Effective cyber security requires capable skilled resource that is empowered and resourced to shape an organisation to be secure. Boards need to be confident in the capability of their security function and its leadership, their ability to drive a broad response to cyber security across the whole enterprise, and rapid access to wider capability when required. Effective executive ownership is critical, with the CEO taking an active role.
For boards to be effective in this area, they themselves require sufficient capability to probe, challenge and support management. Board-level time needs to be devoted to drilling into detail, since that is where significant issues can lie. Capable non-executives are required, potentially supported by a board sub-committee with additional expertise.
A holistic approach to managing cyber security needs to not just build and operate effective cyber security controls. It must also reduce the complexity of the technology and data estate to which those controls are applied (inside and outside the organisation); address process and cultural/human vulnerabilities that attackers are increasingly targeting, and embed cyber security consideration in all business decision making.
Process vulnerabilities are often overlooked, but common targets. Examples include weak registration processes to online services or distributing sensitive data to an inappropriate third party for processing. A simple, but often exploited human vulnerability is poor password management, such as reuse of credentials across applications.
Recognised frameworks, such as those published by the US National Institute of Standards and Technology (NIST) and the International Organization for Standardization (ISO) can help define required cyber security controls, but taking a broader approach is critical. Meaningful measurement is crucial, not just of controls but also extent of exposure.

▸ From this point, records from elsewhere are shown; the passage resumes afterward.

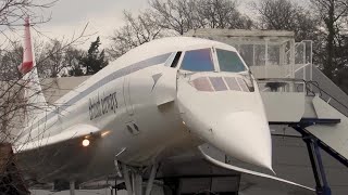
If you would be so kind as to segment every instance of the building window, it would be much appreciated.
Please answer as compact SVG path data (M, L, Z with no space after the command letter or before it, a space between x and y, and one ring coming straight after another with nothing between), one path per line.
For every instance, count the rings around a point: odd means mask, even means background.
M186 51L182 69L189 72L213 72L214 63L210 49Z

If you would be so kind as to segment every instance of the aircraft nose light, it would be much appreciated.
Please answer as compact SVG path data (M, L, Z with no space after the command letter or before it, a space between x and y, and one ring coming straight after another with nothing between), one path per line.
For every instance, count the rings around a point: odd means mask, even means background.
M87 147L90 144L88 139L83 140L83 146Z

As with other significant issues, boards require independent validation and testing of their believed cyber security posture. This is achievable through independent expert review of cyber security frameworks and approaches, and even certifications of specific elements.

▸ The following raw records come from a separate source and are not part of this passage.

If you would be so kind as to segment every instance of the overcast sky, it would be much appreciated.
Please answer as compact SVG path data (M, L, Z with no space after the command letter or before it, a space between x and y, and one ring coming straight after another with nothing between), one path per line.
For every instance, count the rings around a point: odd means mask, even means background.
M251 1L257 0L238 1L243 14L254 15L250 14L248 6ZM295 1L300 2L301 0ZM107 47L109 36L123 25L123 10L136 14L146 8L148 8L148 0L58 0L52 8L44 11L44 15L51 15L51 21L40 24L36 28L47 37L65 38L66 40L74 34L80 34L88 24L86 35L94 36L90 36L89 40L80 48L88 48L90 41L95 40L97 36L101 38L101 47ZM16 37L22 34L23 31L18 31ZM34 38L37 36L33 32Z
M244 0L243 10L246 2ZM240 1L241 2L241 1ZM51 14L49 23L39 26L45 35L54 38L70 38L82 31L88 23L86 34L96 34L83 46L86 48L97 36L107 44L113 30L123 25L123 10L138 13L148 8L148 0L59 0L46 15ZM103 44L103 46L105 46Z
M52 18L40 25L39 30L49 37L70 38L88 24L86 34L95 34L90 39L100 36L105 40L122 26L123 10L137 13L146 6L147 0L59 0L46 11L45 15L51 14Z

Strength of individual critical controls and systems needs to be tested and techniques such as ‘red team testing’ by skilled penetration testers can assess effectiveness of overall response to specific likely attack techniques (but only at a point in time). The speed with which issues identified through independent review and test are resolved should be measured.
Cyber security incidents are inevitable. Governance of cyber security risk is important but effective governance when the risk materialises is critical.
Ensuring that focussed, practiced plans exist to respond to, and recover from, the most likely scenarios is essential. These need to consider not just technical resolution, but also business management, reputation management and management of legal and regulatory risk. Incidents need to be tracked, accurately reported, and lessons learnt.
In addition, organisations need to be able to respond appropriately to the reporting of vulnerabilities that could make products, services or internal processes vulnerable to attack.
The approach to incidents and vulnerabilities needs to be considered through suppliers and service providers, and not just within the ‘perimeter’ of the organisation itself. Exercising response at all levels is crucial, including the executive committee and board.
Cyber security cuts across an increasingly complex legal and regulatory environment globally. Industry regulation, data protection regimes, national security legislation, reporting requirements and product liability are a few examples of legal and regulatory environments that need to be understood, and a considered global response developed and maintained.
No organisation can protect itself in isolation. Attackers commonly breach one organisation in order to target another, and replicate successful attack techniques rapidly. Thus collaboration is essential: between organisations within industries; through supply chains; between public and private sectors; between companies and law enforcement/intelligence agencies, and even with customers.